> It might take years until the general consensus is negative about the effects of these tools.
The only thing I'm seeing offline are people who already think AI is trash, untrustworthy, and harmful, while also occasionally being convenient when the stakes are extremely low (random search results mostly) or as a fun toy ("Look I'm a ghibli character!")
I don't think it'll take long for the masses to sour to AI and the more aggressively it's pushed on them by companies, or the more it negatively impacts their life when someone they depend on and should know better uses it and it screws up the quicker that'll happen.
I work in Customer Success so I have to screenshare with a decent number of engineers working for customers - startups and BigCos.
The number of them who just blindly put shit into an AI prompt is incredible. I don't know if they were better engineers before LLMs? But I just watch them blindly pass flags that don't exist to CLIs and then throw their hands up. I can't imagine it's faster than a (non-LLM) Google search or using the -h flag, but they just turn their brains off.
An underrated concern (IMO) is the impact of COVID on cognition. I think a lot of people who got sick have gotten more tired and find this kind of work more challenging than they used to. Maybe they have a harder time "getting in the zone".
Personally, I still struggle with Long COVID symptoms. This includes brain fog and difficulty focusing. Before the pandemic I would say I was in the top 10% of engineers for my narrow slice of expertise - always getting exceptional perf reviews, never had trouble moving roles and picking up new technologies. Nowadays I find it much harder to get started in the morning, and I have to take more breaks during the day to reset my focus. At 5PM I'm exhausted and I can't keep pushing solving a problem into the evening.
I can see how the same kind of cognitive fatigue would make LLM "assistance" appealing, even if it's wrong, because it's so much less work.
Reading this, I'm wondering if I'm suffering "Long Covid"
I've recently had tons of memory and brain fog. I thought it was related to stress, and it's severe enough that I'm on medical leave from work right now
My memory is absolutely terrible
Do you know if it is possible to test or verify if it's COVID related?
I haven't had a lot of success so far in getting a diagnosis, there's a lot of different possible things that can be wrong. Chronic Fatigue Syndrome is one place to start. I'm seeing an allergist about MCAS, I've had limited success taking antihistamines and anti-inflammatory drugs.
Mostly you talk to your doctor and read stuff and advocate for more testing to figure out why you're not able to function like before. Even if it's not "Long COVID" it definitely sounds like something is causing these problems and you should get it looked at.

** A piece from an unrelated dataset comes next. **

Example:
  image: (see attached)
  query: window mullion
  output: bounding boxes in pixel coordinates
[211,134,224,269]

> An underrated concern (IMO) is the impact of COVID on cognition
Car accidents came down from the Covid uptick but only slightly. Aviation... ugh.
And there is some evidence it accelerates Altzheimer's and other dementias. We are so screwed.
This is precisely the problem: users still need to screen and reason about results of LLMs. I am not sure what is generating this implied permission structure, but it does seem to exist.
(I don't mean to imply that parent doesn't know this, it just seems worth saying explicitly)
Doesn’t matter. If they feel “good enough” that’s already “good enough”. Super majority of the world doesn’t revolve around truth seeking, fact -checking or curiosity.
The things I have noted offline included a HK case where someone got a link to a zoom call with what seemed to be his team mates and CFO, and then transferring money as per the CFOs instructions.
The error here was to click on a phishing email.
But something I have seen myself is Tim Cook talking about a crypto coin right after the 2024 Apple keynote, on a YT channel that showed the Apple logo. It took me a bit to realize and reassure myself that it was a scam. Even though it was a video of the shoulders up.
The bigger issue we face isn’t the outright fraud and scamming, it’s that our ability to make out fakes easily is weakened - the Liar’s dividend.
It’s by default a shot in the arm for bullshit and lies.
On some days I wonder if the inability to sort between lies, misinformation, initial ideas, fair debate, argument, theory and fact at scale - is the great filter.
The only thing I'm seeing offline are people who already think AI is trash, untrustworthy, and harmful, while also occasionally being convenient when the stakes are extremely low (random search results mostly) or as a fun toy ("Look I'm a ghibli character!")
I don't think it'll take long for the masses to sour to AI and the more aggressively it's pushed on them by companies, or the more it negatively impacts their life when someone they depend on and should know better uses it and it screws up the quicker that'll happen.